The strike action, which the The Royal College of Nursing (RCN) says is "for fair pay and patient safety", is set to be the biggest nurses walkout in the NHS’s history.

Up to 100,000 nursing staff are taking part in the strikes in England, Northern Ireland and Wales, in objection to years of real-terms pay cuts and concerns over patient safety – with the RCN demanding a 19 per cent pay rise for nurses, which the Government says is unaffordable.

But RCN members at Royal Surrey, Frimley and Hampshire Hospitals didn’t meet the 50 per cent turnout threshold required by law so can’t strike.

This does not diminish the strength of feeling at those NHS trusts though, says the RCN.

Don Tallo, RCN senior regional officer said: “Those that did vote voted overwhelmingly for strike action and it is a real shame that they won’t be able to demonstrate their anger on the first two strike dates announced by the Royal College Of Nursing.”

Nurse stock
Nurses will strike on Thursday and next Tuesday (Submitted)

Nursing staff at Portsmouth Hospitals University NHS Foundation Trust have joined the strike action, however, after meeting the turnout threshold.

In Portsmouth, emergency care will still be provided at Queen Alexandra Hospital, but routine services could be affected by the walkout.

The Royal College of Nurses is going on strike because of a lack of progress in pay negotiations with the Health Secretary, Steve Barclay.

Pat Cullen, RCN general secretary and chief executive, met with Mr Barclay with hopes of beginning formal pay negotiations, which could have averted strike action.

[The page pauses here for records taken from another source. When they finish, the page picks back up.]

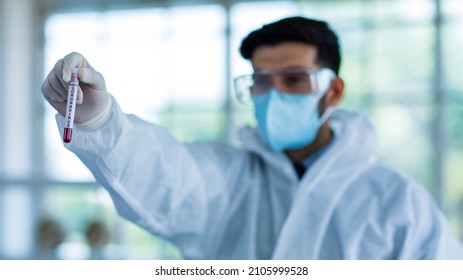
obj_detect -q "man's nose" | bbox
[272,75,287,92]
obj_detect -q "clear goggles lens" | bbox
[234,68,335,105]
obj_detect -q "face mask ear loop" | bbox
[320,106,335,126]
[318,68,335,126]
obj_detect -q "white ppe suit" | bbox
[57,96,463,259]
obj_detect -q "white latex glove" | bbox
[42,52,109,124]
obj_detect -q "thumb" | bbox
[79,67,105,90]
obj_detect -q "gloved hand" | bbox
[42,52,109,124]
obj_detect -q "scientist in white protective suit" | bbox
[42,17,463,259]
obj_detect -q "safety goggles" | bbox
[234,67,336,105]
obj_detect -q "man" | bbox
[42,17,463,259]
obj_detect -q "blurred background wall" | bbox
[0,0,463,259]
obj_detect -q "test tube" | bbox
[63,67,79,143]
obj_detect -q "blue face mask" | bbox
[252,89,332,151]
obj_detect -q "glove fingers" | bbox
[42,72,66,102]
[61,52,89,83]
[79,67,104,90]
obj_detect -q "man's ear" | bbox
[325,77,344,107]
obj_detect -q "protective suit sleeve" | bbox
[57,94,239,259]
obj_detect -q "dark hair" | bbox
[240,17,341,74]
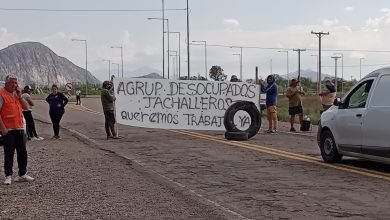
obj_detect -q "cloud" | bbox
[344,6,355,12]
[363,11,390,31]
[223,19,240,31]
[322,19,339,27]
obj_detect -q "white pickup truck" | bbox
[317,67,390,163]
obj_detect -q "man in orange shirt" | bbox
[0,75,34,185]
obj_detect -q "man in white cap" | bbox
[319,79,336,112]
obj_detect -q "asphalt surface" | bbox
[3,99,390,219]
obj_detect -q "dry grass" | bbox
[278,95,322,124]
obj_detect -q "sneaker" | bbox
[4,176,12,185]
[18,174,34,182]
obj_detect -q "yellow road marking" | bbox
[69,104,104,115]
[170,130,390,181]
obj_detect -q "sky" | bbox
[0,0,390,80]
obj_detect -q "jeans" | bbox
[49,112,63,136]
[23,111,38,138]
[3,130,27,176]
[104,111,116,137]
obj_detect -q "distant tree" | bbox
[209,65,227,81]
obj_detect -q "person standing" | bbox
[76,88,81,105]
[319,79,336,112]
[100,80,119,140]
[286,79,305,131]
[21,86,43,141]
[46,84,69,139]
[0,75,34,185]
[262,75,278,133]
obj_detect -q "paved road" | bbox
[34,99,390,219]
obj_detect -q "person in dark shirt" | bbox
[262,75,278,133]
[46,84,68,139]
[100,81,120,140]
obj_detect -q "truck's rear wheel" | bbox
[320,130,343,163]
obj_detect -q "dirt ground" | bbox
[0,123,236,219]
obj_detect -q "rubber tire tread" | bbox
[223,101,261,138]
[225,131,248,141]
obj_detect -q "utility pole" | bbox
[162,0,165,79]
[311,31,329,93]
[331,56,341,92]
[187,0,190,80]
[293,49,306,81]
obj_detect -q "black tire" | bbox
[225,131,248,141]
[223,101,261,138]
[320,130,343,163]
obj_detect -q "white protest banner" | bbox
[114,78,259,130]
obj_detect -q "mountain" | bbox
[0,42,100,86]
[128,66,162,78]
[281,69,334,82]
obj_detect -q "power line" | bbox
[322,63,390,67]
[0,8,187,12]
[190,43,390,53]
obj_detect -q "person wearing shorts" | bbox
[286,79,305,131]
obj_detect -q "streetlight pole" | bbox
[311,31,329,93]
[111,46,123,78]
[72,39,88,97]
[103,59,111,80]
[168,31,181,79]
[169,50,177,79]
[310,54,321,93]
[232,53,242,81]
[187,0,190,80]
[192,40,208,80]
[335,53,344,94]
[161,0,165,78]
[230,46,242,81]
[278,50,289,88]
[360,57,364,79]
[112,63,119,77]
[148,18,169,79]
[331,56,341,92]
[293,49,306,80]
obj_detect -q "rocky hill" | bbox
[0,42,100,86]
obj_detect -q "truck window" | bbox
[348,80,373,108]
[370,75,390,107]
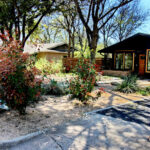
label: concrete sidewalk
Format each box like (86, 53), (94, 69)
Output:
(3, 114), (150, 150)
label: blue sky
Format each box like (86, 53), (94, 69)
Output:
(138, 0), (150, 34)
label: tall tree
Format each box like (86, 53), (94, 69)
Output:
(74, 0), (132, 62)
(52, 0), (78, 57)
(113, 0), (149, 41)
(0, 0), (60, 46)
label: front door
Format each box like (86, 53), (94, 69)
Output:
(139, 54), (145, 75)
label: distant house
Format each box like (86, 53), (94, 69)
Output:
(24, 43), (68, 60)
(99, 33), (150, 76)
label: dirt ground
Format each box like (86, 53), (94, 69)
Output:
(0, 76), (148, 141)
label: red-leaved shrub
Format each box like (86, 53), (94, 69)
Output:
(0, 31), (41, 114)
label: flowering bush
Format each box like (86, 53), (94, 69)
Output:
(0, 32), (41, 114)
(70, 60), (96, 101)
(35, 58), (63, 75)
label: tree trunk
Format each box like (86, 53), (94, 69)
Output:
(89, 34), (98, 63)
(68, 33), (71, 58)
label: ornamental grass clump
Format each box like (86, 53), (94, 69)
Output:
(0, 32), (42, 114)
(69, 60), (96, 102)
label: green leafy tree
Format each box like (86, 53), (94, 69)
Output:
(0, 0), (62, 46)
(74, 0), (132, 62)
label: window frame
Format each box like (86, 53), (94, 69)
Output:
(114, 50), (135, 71)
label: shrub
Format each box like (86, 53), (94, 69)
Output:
(0, 35), (41, 114)
(116, 75), (139, 93)
(138, 87), (150, 96)
(42, 79), (68, 96)
(35, 58), (52, 75)
(69, 60), (96, 101)
(35, 58), (63, 75)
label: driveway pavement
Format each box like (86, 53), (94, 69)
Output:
(2, 100), (150, 150)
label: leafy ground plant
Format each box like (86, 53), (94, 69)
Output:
(69, 60), (97, 102)
(42, 79), (68, 96)
(35, 58), (63, 75)
(0, 33), (42, 114)
(116, 75), (139, 93)
(138, 87), (150, 96)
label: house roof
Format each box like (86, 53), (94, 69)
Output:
(24, 43), (68, 54)
(98, 33), (150, 53)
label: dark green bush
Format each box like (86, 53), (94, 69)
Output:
(138, 87), (150, 96)
(43, 79), (68, 96)
(116, 75), (139, 93)
(69, 60), (96, 102)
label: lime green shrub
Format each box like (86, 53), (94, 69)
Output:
(35, 58), (63, 75)
(116, 75), (139, 93)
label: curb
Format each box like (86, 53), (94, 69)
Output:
(0, 129), (49, 149)
(84, 98), (147, 116)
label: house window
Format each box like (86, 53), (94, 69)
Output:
(125, 53), (133, 70)
(115, 53), (134, 70)
(116, 53), (123, 70)
(147, 50), (150, 71)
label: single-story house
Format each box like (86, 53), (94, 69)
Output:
(24, 43), (68, 60)
(99, 33), (150, 76)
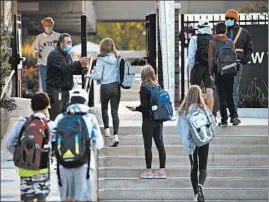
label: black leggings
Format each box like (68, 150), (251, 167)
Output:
(189, 144), (209, 194)
(142, 119), (166, 169)
(101, 83), (121, 135)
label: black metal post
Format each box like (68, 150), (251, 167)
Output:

However, Ms Cullen said she asked several times to discuss pay, but each time was told that there was no extra money on the table, and that pay would not be discussed.

The RCN says it has offered formal pay negotiations and trade dispute resolution, but these offers have been declined by ministers, therefore strikes are set to go ahead as planned on December 15 and December 20.

The RCN is campaigning for a pay rise to overcome real-terms pay cuts that have left experienced nurses 20 per cent worse off since 2010.

It says only by paying nursing staff fairly will the necessary skilled professionals be recruited and retained.

The strikes in December could be the beginning of a longer period of action if formal pay negotiations do not happen or do not result in a satisfactory outcome, says the RCN.